The main objective of the treatment of Severe Malaria is to prevent malarial death. Secondary objectives are prevention of disabilities and prevention of recrudescent infection. Managements of Severe Malaria comprises clinical assessment of the patient, specific antimalarial treatment, additional treatment and supportive care. Death from Severe Malaria often occurs within hours of admission to a hospital, so it is essential that a highly effective parental antimalarial drug to be given as soon as possible.
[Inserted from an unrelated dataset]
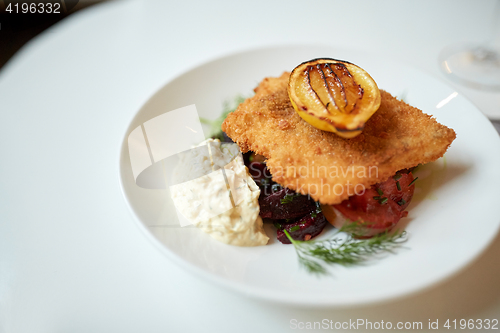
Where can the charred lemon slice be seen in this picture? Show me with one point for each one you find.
(333, 95)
Specific antimalarial treatment for SM:

❖ IV Artesunate is the drug of choice.
❖ If for any reason IV Artesunate cannot be given, then IM Artesunate or IM Artemether will be given.
❖ IV Quinine drip/IM Quinine are alternative parenteral anti-malarial if IV/IM Artesunate/IM Artemether are not available. Loading dose of Quinine should be given.
❖ Parenteral treatment is either:

  • IV Artesunate- 2.4 mg/kg body weight at 0 hr, 12 hrs, 24 hrs and then 24 hourly until the patient can tolerate oral medication but not more than 5 days. At least three doses or upto 24 hrs treatment with IV Artesunate should be used.
  • IV Artesunate dose will be remain same for organ dysfunction (e.g-renal failure, hepatic failure etc.)

Or

  • IM artemether 3.2 mg/kg stat followed by 1.6 mg/kg daily until the patient can tolerate oral medication but not more than 5 days.

Or

  • Quinine dihydrochloride 20 mg salt/kg stat followed by 10 mg/kg/8 hourly. This may be given by slow intravenous infusion over 3 -5 hours, or by intramuscular injection to the anterior thigh diluted 1: 1 in sterile fluid (the first 20 mg/kg dose is split into 10 mg/kg to each anterior thigh). After 6 doses (including loading dose) the quinine dose will be reduced to 15-20 mg salt/kg body wt/day until the patient can take oral medication.

Follow on treatment:

❖ Full dose of ACT (6 dose: e.g. 24 tab for adults) should be given once the patient can tolerate oral medication for follow on treatment.
❖ If for any reason ACT cannot be given for follow on treatment after IV Artesunate/Quinine, then oral Quinine and Tetracycline/ Doxycycline/ Clindamycin for 7 days should be given (Quinine, 10 mg/kg/dose 8 hourly).

Pre referral treatment:

Pre referral treatment saves life.
❖ Artesunate suppository should be used in all patients under 6 years of age during referral to hospital. Dose: 10 mg/kg body weight
❖ For above 6 years: IM Artesunate/IM Artemether/IM Quinine should be given. Dose of Quinine dihydrochloride is 20 mg salt/kg stat IM will be given half in each thigh.